This seems excessive. I agree that the post could use more original analysis than she offered, but this is a breaking-news sort of situation that could have important implications, and I think it’s reasonable to want to spark a quick discussion of the major questions sparked by this development.

We are for discussion. Start the discussion if you are a top level post.

We are not for breaking news.

If all you have is questions and no real discussion to add consider:

  1. Maybe the thing is not worth discussing, or doesn't generate any good discussion. If it couldn't generate good discussion for the person bring up, it's less likely to do so for strangers.
  2. Someone else might have a real discussion starting point. By jumping on the topic too quickly you've forced them to rush out their opinion in order to join the discussion while it lasts.
  3. The top level post tends to set an example for the posts that follow. Set a good example.

Normally this kind of thing is only a warning or not brought up at all by the other mods. But what's the point of a rule if it is never enforced? Bad luck of the draw getting me as the reviewer of the post. I am not a fan of infinite warnings.

Fair enough, point #2 strikes me as particularly compelling.

The feeling of working on an effort post on a topic, only to see that it was brought up a half day earlier and the discussion is mostly done is disheartening. It is why I often personally want the rule enforced against others. Point 1 is how i make sure I don't violate the rule or the spirit of the rule. I've had stories I've wanted to share here, but all i can think of is "[link] discuss?"

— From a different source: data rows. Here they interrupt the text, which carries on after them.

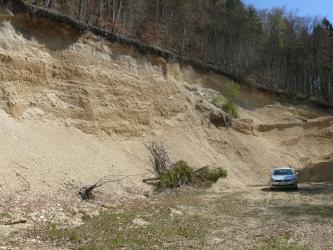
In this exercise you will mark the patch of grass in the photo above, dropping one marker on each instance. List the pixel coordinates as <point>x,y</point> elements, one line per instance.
<point>323,211</point>
<point>282,243</point>
<point>116,230</point>
<point>56,233</point>
<point>231,109</point>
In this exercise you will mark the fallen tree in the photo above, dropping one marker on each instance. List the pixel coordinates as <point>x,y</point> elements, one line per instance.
<point>86,192</point>
<point>176,175</point>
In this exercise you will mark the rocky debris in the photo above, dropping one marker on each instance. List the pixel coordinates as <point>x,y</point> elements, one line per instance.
<point>214,115</point>
<point>244,126</point>
<point>174,212</point>
<point>140,222</point>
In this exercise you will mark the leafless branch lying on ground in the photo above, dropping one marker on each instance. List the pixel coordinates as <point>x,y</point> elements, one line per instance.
<point>86,192</point>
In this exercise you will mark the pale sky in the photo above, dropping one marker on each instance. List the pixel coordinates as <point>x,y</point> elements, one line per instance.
<point>311,8</point>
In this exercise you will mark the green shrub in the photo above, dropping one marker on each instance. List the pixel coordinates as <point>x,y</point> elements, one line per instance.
<point>181,174</point>
<point>231,109</point>
<point>217,173</point>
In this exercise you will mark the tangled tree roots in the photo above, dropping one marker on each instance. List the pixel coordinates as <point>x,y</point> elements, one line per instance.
<point>176,175</point>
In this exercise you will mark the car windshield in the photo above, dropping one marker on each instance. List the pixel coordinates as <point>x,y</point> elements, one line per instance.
<point>283,172</point>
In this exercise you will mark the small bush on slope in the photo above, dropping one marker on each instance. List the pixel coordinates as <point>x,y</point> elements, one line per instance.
<point>182,174</point>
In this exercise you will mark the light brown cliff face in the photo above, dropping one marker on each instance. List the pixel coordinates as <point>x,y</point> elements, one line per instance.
<point>74,108</point>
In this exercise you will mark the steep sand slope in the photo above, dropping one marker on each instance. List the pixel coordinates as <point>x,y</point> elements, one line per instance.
<point>75,108</point>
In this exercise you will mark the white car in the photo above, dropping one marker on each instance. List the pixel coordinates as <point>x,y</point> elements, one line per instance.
<point>284,177</point>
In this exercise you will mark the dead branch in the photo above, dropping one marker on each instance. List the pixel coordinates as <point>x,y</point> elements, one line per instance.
<point>21,221</point>
<point>86,192</point>
<point>153,179</point>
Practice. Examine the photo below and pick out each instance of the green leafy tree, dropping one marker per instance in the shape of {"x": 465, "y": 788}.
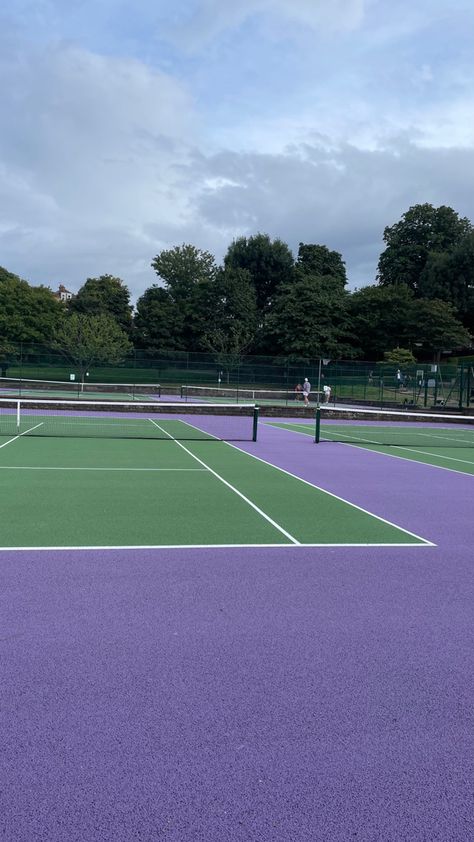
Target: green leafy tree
{"x": 450, "y": 277}
{"x": 186, "y": 272}
{"x": 392, "y": 316}
{"x": 320, "y": 261}
{"x": 379, "y": 316}
{"x": 269, "y": 263}
{"x": 310, "y": 319}
{"x": 399, "y": 356}
{"x": 422, "y": 230}
{"x": 88, "y": 340}
{"x": 27, "y": 313}
{"x": 107, "y": 295}
{"x": 159, "y": 321}
{"x": 183, "y": 268}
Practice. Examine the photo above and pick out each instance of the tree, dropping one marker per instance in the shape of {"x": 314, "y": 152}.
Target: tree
{"x": 186, "y": 271}
{"x": 393, "y": 317}
{"x": 269, "y": 263}
{"x": 232, "y": 319}
{"x": 421, "y": 231}
{"x": 310, "y": 319}
{"x": 106, "y": 294}
{"x": 378, "y": 316}
{"x": 320, "y": 261}
{"x": 27, "y": 313}
{"x": 450, "y": 277}
{"x": 399, "y": 356}
{"x": 183, "y": 268}
{"x": 159, "y": 321}
{"x": 91, "y": 340}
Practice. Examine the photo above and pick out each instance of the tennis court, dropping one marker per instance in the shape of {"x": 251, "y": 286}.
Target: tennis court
{"x": 17, "y": 387}
{"x": 207, "y": 636}
{"x": 445, "y": 441}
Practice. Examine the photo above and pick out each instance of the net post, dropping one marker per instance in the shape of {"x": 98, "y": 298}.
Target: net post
{"x": 255, "y": 423}
{"x": 317, "y": 435}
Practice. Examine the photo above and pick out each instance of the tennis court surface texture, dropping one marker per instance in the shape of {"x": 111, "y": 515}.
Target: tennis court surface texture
{"x": 233, "y": 640}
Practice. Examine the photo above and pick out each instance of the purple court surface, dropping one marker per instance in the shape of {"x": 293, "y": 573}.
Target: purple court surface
{"x": 249, "y": 695}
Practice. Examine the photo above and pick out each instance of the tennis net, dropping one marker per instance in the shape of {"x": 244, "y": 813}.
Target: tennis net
{"x": 213, "y": 394}
{"x": 366, "y": 427}
{"x": 21, "y": 387}
{"x": 126, "y": 420}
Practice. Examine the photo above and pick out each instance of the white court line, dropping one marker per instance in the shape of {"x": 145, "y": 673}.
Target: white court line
{"x": 409, "y": 449}
{"x": 337, "y": 497}
{"x": 395, "y": 455}
{"x": 202, "y": 547}
{"x": 228, "y": 484}
{"x": 61, "y": 468}
{"x": 21, "y": 434}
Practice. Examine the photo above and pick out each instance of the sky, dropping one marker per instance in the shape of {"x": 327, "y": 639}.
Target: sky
{"x": 133, "y": 126}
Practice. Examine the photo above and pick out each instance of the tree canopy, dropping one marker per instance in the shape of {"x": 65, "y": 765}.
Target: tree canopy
{"x": 319, "y": 261}
{"x": 269, "y": 264}
{"x": 27, "y": 313}
{"x": 422, "y": 230}
{"x": 107, "y": 295}
{"x": 88, "y": 340}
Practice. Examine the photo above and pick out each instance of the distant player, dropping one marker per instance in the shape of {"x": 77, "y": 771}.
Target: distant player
{"x": 306, "y": 390}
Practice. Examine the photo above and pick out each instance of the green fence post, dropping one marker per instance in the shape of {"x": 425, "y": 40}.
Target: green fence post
{"x": 255, "y": 423}
{"x": 317, "y": 436}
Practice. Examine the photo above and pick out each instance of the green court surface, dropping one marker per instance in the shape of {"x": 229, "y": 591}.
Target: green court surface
{"x": 450, "y": 448}
{"x": 76, "y": 492}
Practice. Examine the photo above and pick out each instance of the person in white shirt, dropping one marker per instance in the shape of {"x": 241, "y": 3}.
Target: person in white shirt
{"x": 306, "y": 390}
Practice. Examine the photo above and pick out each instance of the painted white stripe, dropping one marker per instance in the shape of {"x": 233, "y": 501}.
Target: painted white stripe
{"x": 50, "y": 468}
{"x": 342, "y": 499}
{"x": 20, "y": 435}
{"x": 229, "y": 485}
{"x": 208, "y": 546}
{"x": 434, "y": 455}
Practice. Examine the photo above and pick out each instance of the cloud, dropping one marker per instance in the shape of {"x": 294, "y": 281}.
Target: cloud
{"x": 212, "y": 18}
{"x": 106, "y": 159}
{"x": 333, "y": 194}
{"x": 90, "y": 152}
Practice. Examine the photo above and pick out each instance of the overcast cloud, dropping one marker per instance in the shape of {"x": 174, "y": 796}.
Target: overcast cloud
{"x": 129, "y": 128}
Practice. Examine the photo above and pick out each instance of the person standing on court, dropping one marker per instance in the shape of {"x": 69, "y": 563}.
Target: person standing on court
{"x": 306, "y": 390}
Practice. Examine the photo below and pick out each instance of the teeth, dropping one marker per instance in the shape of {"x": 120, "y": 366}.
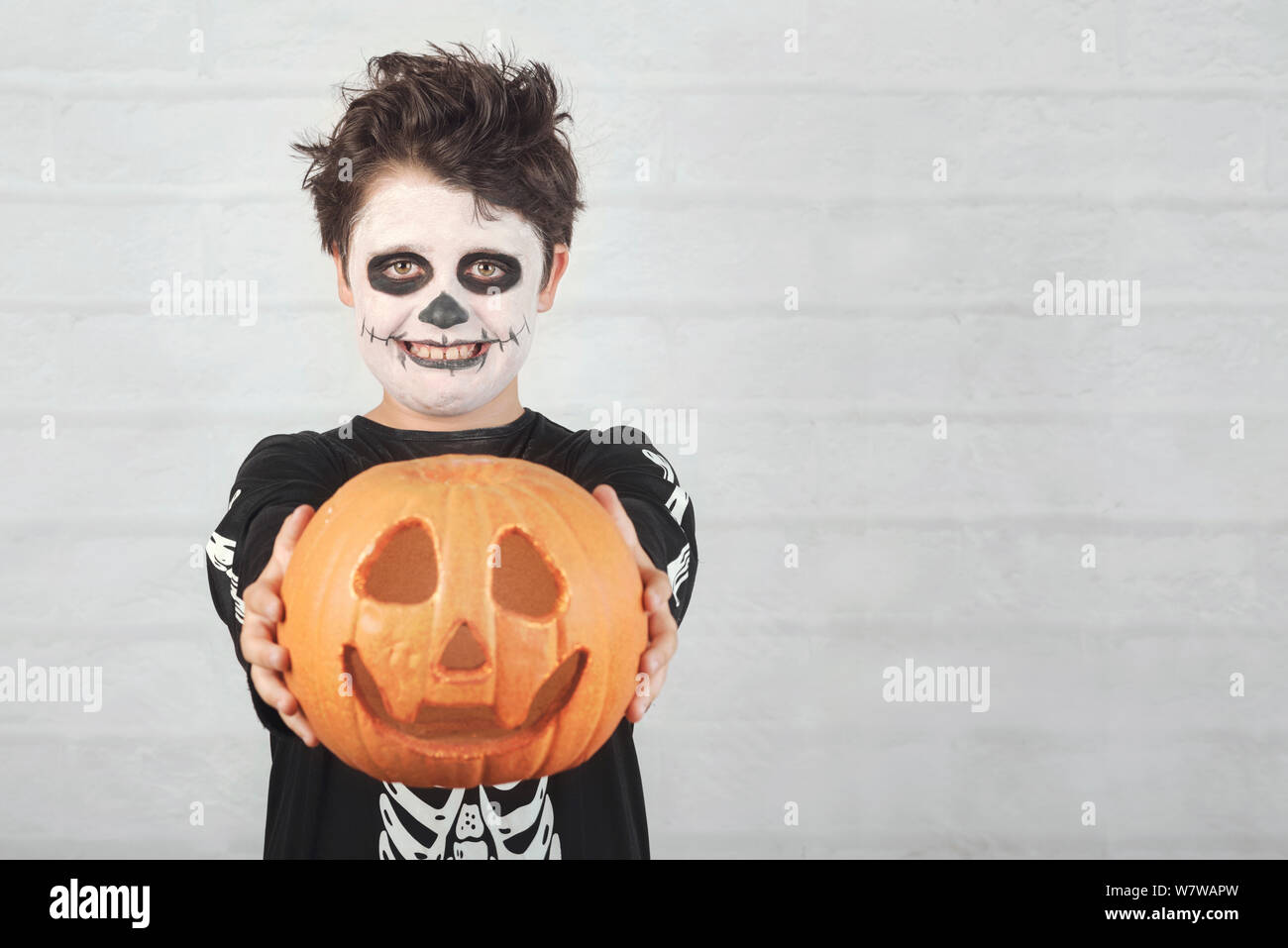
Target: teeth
{"x": 439, "y": 353}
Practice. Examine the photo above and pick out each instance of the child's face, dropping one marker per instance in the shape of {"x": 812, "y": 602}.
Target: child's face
{"x": 446, "y": 305}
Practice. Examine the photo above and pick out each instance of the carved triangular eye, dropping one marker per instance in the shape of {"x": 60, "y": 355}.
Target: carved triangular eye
{"x": 402, "y": 567}
{"x": 523, "y": 581}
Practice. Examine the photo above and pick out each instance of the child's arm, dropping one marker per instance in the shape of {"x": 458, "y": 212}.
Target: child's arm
{"x": 656, "y": 518}
{"x": 279, "y": 474}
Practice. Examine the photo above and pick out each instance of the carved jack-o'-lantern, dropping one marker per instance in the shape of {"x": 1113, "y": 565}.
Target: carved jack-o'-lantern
{"x": 463, "y": 620}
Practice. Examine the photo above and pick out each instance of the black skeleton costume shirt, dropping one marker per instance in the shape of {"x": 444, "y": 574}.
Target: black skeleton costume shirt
{"x": 321, "y": 807}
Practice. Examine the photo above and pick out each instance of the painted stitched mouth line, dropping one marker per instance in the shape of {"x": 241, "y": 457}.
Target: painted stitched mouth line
{"x": 443, "y": 343}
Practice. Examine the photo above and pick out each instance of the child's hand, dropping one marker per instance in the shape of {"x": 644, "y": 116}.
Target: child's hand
{"x": 265, "y": 609}
{"x": 661, "y": 623}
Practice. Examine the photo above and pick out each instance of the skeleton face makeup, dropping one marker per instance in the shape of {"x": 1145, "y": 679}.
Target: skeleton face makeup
{"x": 446, "y": 303}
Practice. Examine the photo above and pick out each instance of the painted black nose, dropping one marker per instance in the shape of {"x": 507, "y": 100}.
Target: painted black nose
{"x": 443, "y": 312}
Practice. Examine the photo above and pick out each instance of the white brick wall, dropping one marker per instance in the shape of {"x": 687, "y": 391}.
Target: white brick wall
{"x": 768, "y": 170}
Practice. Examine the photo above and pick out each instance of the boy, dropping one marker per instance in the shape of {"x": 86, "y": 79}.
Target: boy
{"x": 446, "y": 197}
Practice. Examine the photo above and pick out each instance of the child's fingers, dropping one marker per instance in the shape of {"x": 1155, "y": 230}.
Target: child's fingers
{"x": 262, "y": 651}
{"x": 287, "y": 537}
{"x": 271, "y": 687}
{"x": 262, "y": 601}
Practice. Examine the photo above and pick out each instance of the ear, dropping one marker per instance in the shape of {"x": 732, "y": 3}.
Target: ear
{"x": 558, "y": 264}
{"x": 342, "y": 279}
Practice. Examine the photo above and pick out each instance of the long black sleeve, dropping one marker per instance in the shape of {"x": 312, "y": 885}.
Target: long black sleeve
{"x": 651, "y": 493}
{"x": 279, "y": 473}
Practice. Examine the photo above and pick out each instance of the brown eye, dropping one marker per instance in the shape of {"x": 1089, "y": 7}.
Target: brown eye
{"x": 402, "y": 268}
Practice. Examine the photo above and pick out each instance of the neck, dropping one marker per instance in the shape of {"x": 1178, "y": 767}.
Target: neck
{"x": 500, "y": 411}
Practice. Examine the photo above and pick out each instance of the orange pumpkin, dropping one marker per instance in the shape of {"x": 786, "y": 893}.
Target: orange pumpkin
{"x": 463, "y": 620}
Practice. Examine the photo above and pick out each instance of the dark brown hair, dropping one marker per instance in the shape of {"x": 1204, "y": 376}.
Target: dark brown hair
{"x": 490, "y": 129}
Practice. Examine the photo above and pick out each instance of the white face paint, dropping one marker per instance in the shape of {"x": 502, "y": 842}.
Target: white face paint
{"x": 446, "y": 304}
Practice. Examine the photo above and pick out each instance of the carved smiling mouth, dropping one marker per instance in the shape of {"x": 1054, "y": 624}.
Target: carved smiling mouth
{"x": 471, "y": 723}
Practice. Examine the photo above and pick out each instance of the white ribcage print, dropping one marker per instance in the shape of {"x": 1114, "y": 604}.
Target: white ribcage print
{"x": 460, "y": 820}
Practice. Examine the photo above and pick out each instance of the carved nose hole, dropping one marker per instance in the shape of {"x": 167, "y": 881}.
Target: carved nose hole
{"x": 463, "y": 652}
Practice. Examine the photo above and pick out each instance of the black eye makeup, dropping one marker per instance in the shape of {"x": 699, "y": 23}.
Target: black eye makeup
{"x": 398, "y": 273}
{"x": 483, "y": 270}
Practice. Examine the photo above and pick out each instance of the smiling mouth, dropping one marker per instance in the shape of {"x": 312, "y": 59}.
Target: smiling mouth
{"x": 473, "y": 723}
{"x": 455, "y": 357}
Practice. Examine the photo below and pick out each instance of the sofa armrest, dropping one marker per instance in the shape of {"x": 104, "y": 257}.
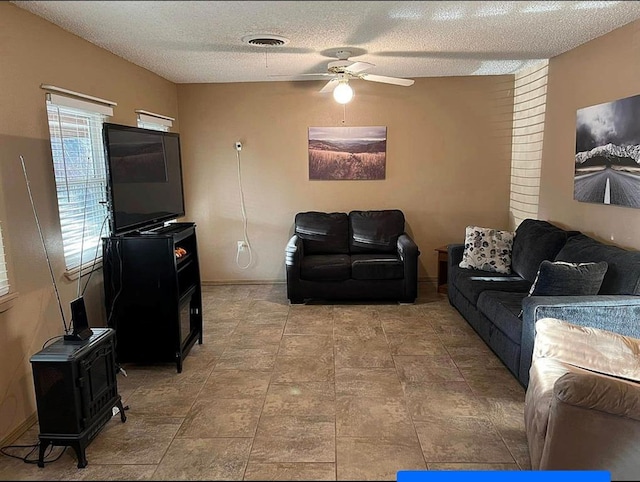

There is no rule against posts that aren't effort posts. Most effort posts are bad. I'm worried were incentivizing people to write a lot of uninteresting wordy posts just so that they can start a discussion on something interesting. I don't see the harm in asking what other people think about something. What I think we do want is something to stop people from posting just anything. There should be something to explain why something is worthy of discussion. I don't see why it has to be something that requires a lot of effort.

There is no rule against posts that aren't effort posts. Most effort posts are bad. I'm worried were incentivizing people to write a lot of uninteresting wordy posts just so that they can start a discussion on something interesting.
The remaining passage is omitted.